[Date Prev][Date Next][Thread Prev][Thread Next][Date Index][Thread Index]

Re: A (too huge) Arabic word-list (with prefixes) for spell-checkers



On Tue, May 16, 2006, Mohammed Sameer wrote about "Re: A (too huge) Arabic word-list (with prefixes) for spell-checkers":
>...
> The data set contains words from the Holy Quran, The words in the Holy Quran are sometimes
> spelled in a different way due to the script used to write the Quran.
> 
> Those words are incorrect outside the Quran context.
>...

I have looked at Dan's example on http://ivrix.org.il/projects/arabic/,
and it seems that spell-checking a modern Arabic text (that he took from
Wikipedia) worked quite well. Could it be that while that word list is not
100% correct, it still contains a substancial amount of correct data, and,
say, 90% of the words it lists are spelled correctly, and most of the remaining
words can easily be fixed by an Arabic writer?

The reason I'm asking this is because, like I said, 90% of the work that
went into Hspell was building the lexicon. We spent a very large amount of
time sifting through texts, looking for spelling errors which are in fact
correct words, to add to the lexicon. This effort became harder and hard as
our lexicon grew, and I estimate that now it takes me 10 times the effort to
find a new word to add than it took me when I was adding the first 1000 words.
The reason we had to do this slow word-finding process was that it is illegal
to just open a Hebrew dictionary, and start copying the words one by one,
so we had to find other ways to come up with missing words (we obviously
couldn't just "recall" words from memory, and we had no free Hebrew lexicon).

With Tim Buckwalter's list, you have a much better start than we did: you
can actually go over his list, word by word, and remove, or better yet fix,
any mispelled word.
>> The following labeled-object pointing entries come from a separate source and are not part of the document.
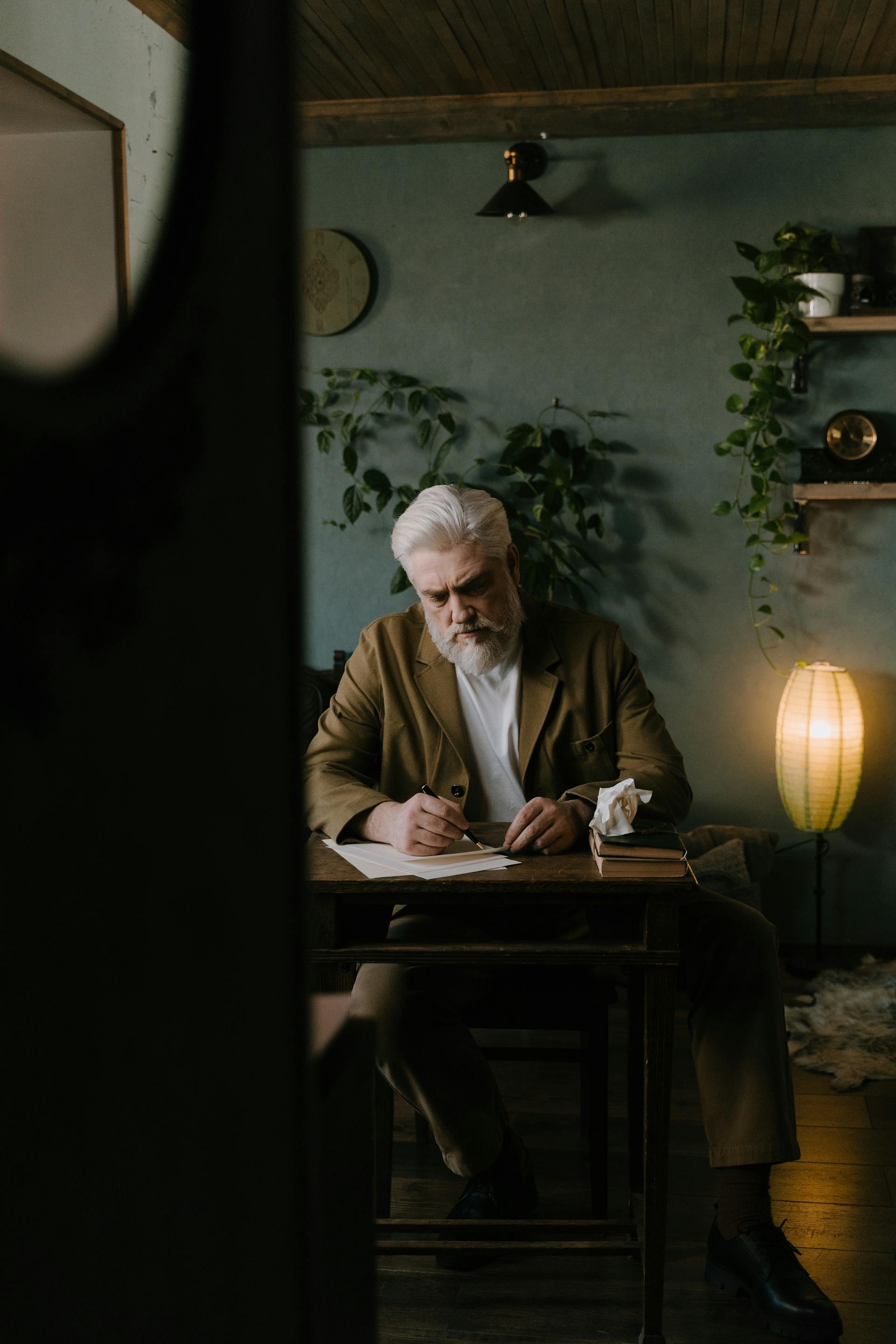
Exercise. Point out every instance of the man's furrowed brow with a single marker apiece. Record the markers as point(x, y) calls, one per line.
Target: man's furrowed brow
point(459, 588)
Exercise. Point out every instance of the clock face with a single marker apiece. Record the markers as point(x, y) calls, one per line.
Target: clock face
point(851, 436)
point(336, 281)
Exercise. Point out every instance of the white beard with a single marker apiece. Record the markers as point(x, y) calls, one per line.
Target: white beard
point(488, 650)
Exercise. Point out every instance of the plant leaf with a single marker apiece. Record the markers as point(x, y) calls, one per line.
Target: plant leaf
point(352, 503)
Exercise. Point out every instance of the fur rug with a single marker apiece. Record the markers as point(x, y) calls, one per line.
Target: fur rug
point(846, 1025)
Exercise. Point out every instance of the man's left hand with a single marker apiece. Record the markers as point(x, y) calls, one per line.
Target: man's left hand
point(547, 826)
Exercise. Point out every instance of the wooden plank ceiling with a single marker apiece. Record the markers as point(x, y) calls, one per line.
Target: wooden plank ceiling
point(387, 72)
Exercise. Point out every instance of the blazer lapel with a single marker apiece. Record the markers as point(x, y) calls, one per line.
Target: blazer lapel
point(437, 683)
point(538, 683)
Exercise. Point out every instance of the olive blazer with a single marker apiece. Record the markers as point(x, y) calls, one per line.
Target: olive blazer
point(395, 722)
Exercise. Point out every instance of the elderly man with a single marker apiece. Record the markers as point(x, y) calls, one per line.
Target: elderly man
point(522, 711)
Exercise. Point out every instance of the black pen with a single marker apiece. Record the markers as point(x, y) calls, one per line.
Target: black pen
point(469, 835)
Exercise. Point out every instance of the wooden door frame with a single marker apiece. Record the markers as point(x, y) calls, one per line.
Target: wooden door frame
point(119, 168)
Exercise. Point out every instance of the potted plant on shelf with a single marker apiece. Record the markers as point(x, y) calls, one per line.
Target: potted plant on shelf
point(814, 257)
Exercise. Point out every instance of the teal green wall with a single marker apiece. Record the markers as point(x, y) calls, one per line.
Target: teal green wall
point(620, 301)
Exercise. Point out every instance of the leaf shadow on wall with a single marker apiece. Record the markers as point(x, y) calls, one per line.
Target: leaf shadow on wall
point(637, 566)
point(832, 538)
point(595, 199)
point(872, 820)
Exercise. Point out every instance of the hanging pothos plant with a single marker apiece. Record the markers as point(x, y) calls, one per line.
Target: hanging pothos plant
point(551, 483)
point(759, 442)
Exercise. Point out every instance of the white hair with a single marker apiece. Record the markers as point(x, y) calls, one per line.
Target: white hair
point(445, 517)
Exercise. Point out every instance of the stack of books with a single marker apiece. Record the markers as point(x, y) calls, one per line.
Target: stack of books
point(651, 851)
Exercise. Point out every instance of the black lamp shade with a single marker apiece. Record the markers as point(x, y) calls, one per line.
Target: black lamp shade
point(516, 198)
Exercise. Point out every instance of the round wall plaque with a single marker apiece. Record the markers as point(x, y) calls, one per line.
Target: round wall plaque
point(336, 281)
point(851, 436)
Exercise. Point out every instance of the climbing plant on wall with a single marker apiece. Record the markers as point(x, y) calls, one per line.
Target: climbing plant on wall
point(547, 472)
point(761, 444)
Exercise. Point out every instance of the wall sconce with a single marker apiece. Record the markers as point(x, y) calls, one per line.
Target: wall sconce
point(516, 199)
point(819, 761)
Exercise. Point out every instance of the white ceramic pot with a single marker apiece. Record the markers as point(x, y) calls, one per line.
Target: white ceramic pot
point(826, 303)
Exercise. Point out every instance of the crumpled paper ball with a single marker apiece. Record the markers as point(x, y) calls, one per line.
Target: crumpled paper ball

It should be easier, I think, than to start from scrach.

Of course, you still need an inflection program in addition to the lexicon.
If you think that Tim Buckwalter's inflection program creates wrong
inflections, you can write a different one.


-- 
Nadav Har'El                        |      Tuesday, May 16 2006, 19 Iyyar 5766
nyh at math dot technion dot ac dot il             |-----------------------------------------
Phone +972-523-790466, ICQ 13349191 |Hindsight is always 20:20
http://nadav.harel.org.il           |